La escuela del verano que la burocracia nos robó

El ritmo diario natural en la adolescencia y juventud temprana en época estival es lento y sosegado por la mañana, un letargo prolongado hasta bien pasado el mediodía que se va incrementando a medida que se acerca la tarde noche. Es una edad en que, si se adopta una posición pasiva, la comunicación familiar puede caer en monosílabos y onomatopeyas, intensificándose esa dolencia llamada abulia hasta terminar gobernada por la absoluta pereza.

 En mi juventud, existía una solución infalible para estos efectos secundarios. Para aquel estudiante preuniversitario que lograba quedar con el expediente limpio, sin asignaturas que recuperar en septiembre, encontrar un trabajo de verano era casi un devenir lógico. Aquel empleo estival funcionaba como el mejor antídoto contra la modorra. Te formaba de golpe para enfrentarte al mundo real. 

En mi generación, entrábamos a trabajar en el bar de la plaza del pueblo, en la tienda de souvenirs, en el almacén o en la tienda del barrio. Sí, la mayoría de las veces era sin contrato laboral y cobrando poco. Hoy se miraría con lupa, pero entonces no lo sentíamos como explotación; era un máster de inmersión en la vida real. De la noche a la mañana, pasabas del aislamiento de tu cuarto a un ecosistema donde tenías que relacionarte con un encargado espabilado o responsable puntilloso, jefes exigentes y compañeros de diferente edad. 

Desde mi propia experiencia, allí asimilé cómo tratar con personas que me superaban en tres décadas, tanto a nivel de relaciones comerciales como entre compañeros. Descubrí que, si salía de fiesta, a las ocho de la mañana sonaba el despertador de forma implacable para ir a trabajar. Logré sobrevivir a la resaca, a procurar estar presentable para desempeñar mi labor con dignidad y entendí de golpe que por mucha caja que haga el comercio no significa que tenga beneficio. Era incorporar la economía de empresa desde la práctica, de tal forma que la teoría futura no te resultaba abstracta. 

Estuve muy mal pagada, es verdad; pero hoy, desde la distancia que da el tiempo, considero que ahora mismo pagaría por todo lo que asimilé en aquel entonces. Seguramente no ibas a ser camarero o dependiente toda la vida, pero allí te enseñaban a servir un café, a interactuar con personas reales, a preparar un expositor o a montar un escaparate para incrementar las ventas.
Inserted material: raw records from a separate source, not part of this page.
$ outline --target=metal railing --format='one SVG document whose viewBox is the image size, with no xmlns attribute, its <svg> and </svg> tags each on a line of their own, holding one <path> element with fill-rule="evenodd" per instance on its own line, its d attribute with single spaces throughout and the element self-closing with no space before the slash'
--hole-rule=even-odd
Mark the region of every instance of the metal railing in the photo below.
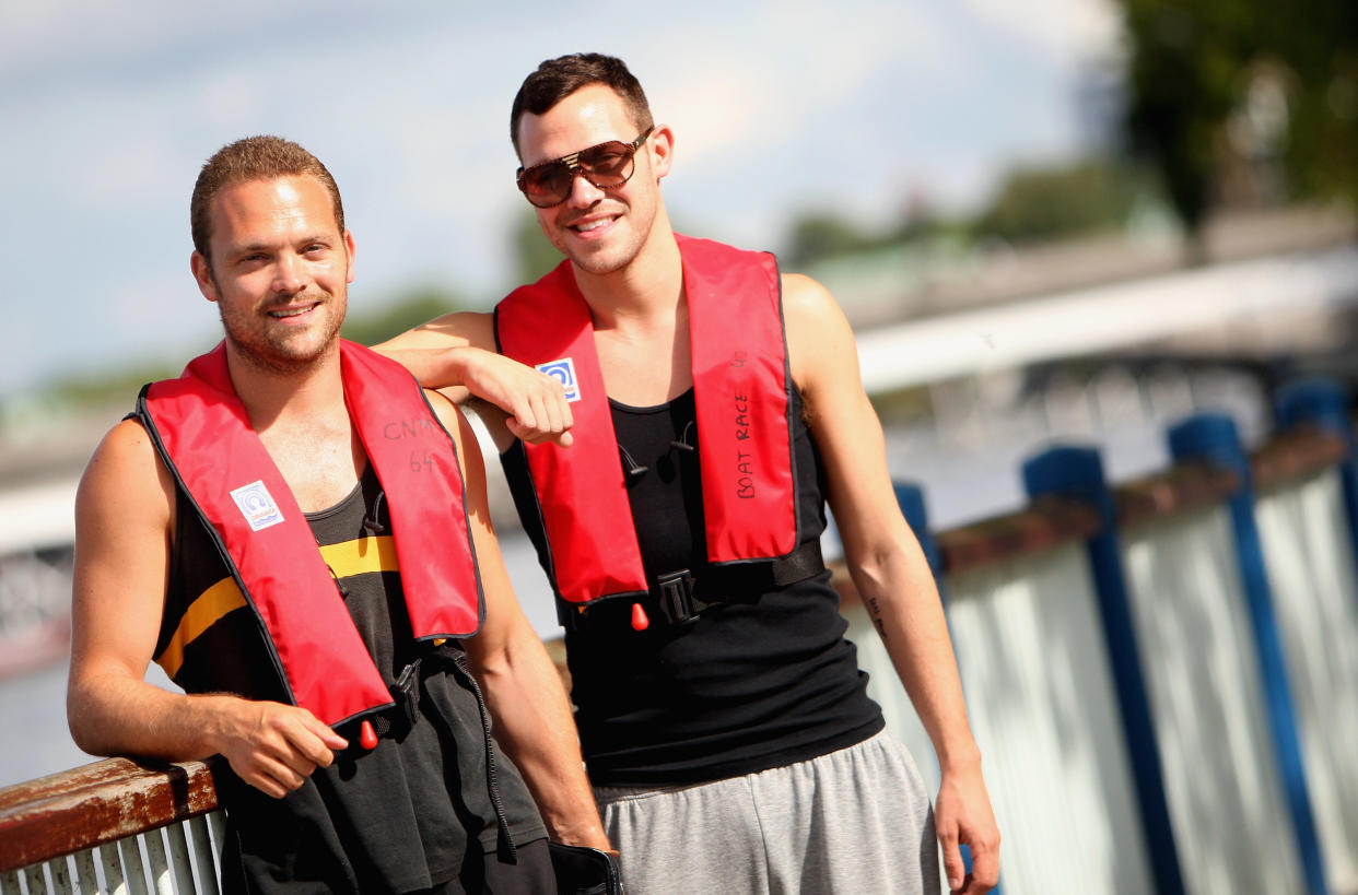
<svg viewBox="0 0 1358 895">
<path fill-rule="evenodd" d="M 922 501 L 907 509 L 947 602 L 1006 895 L 1358 892 L 1353 463 L 1343 437 L 1294 429 L 1243 467 L 1181 458 L 1105 500 L 1039 493 L 1033 477 L 1023 511 L 932 535 Z M 1271 671 L 1259 583 L 1238 564 L 1248 520 L 1232 501 L 1247 492 L 1285 660 Z M 851 581 L 834 583 L 869 691 L 937 786 Z M 11 786 L 0 894 L 216 892 L 221 822 L 201 762 L 111 759 Z"/>
</svg>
 Hoy ese puente hacia la madurez se ha dinamitado por completo. Aun siendo consciente de la necesidad de una normativa que proteja los intereses de las partes, de potenciar empleos estables que garanticen la seguridad laboral, y de la existencia de contratos específicos de formación, la complejidad de armonizar todos estos intereses con soluciones viables es evidente. 

Vivimos bajo la tiranía de la hipertrofia reguladora. En este escenario, quedan fuera del juego el comercio familiar y los pequeños negocios, que necesitan en muchos casos ayudas puntuales en verano pero que se topan con una burocracia que les impide actuar. La asfixia fiscal y administrativa es tan brutal que incorporar a un adolescente para desempeñar labores de refuerzo en julio y agosto se ha convertido en un riesgo legal inasumible para el empleador. 

Ante esta realidad, la administración debería reaccionar y ofrecer beneficios tangibles al empleador por acoger a estos trabajadores transitorios. Al fin y al cabo, estas experiencias proporcionan los cimientos y tablas para afrontar la entrada en el mercado laboral desde la confianza. Esa inestimable experiencia, en mi caso, nunca la concebí como un histórico de "personal no cualificado" en mi currículum sino en una sólida garantía para construir un futuro profesional prometedor.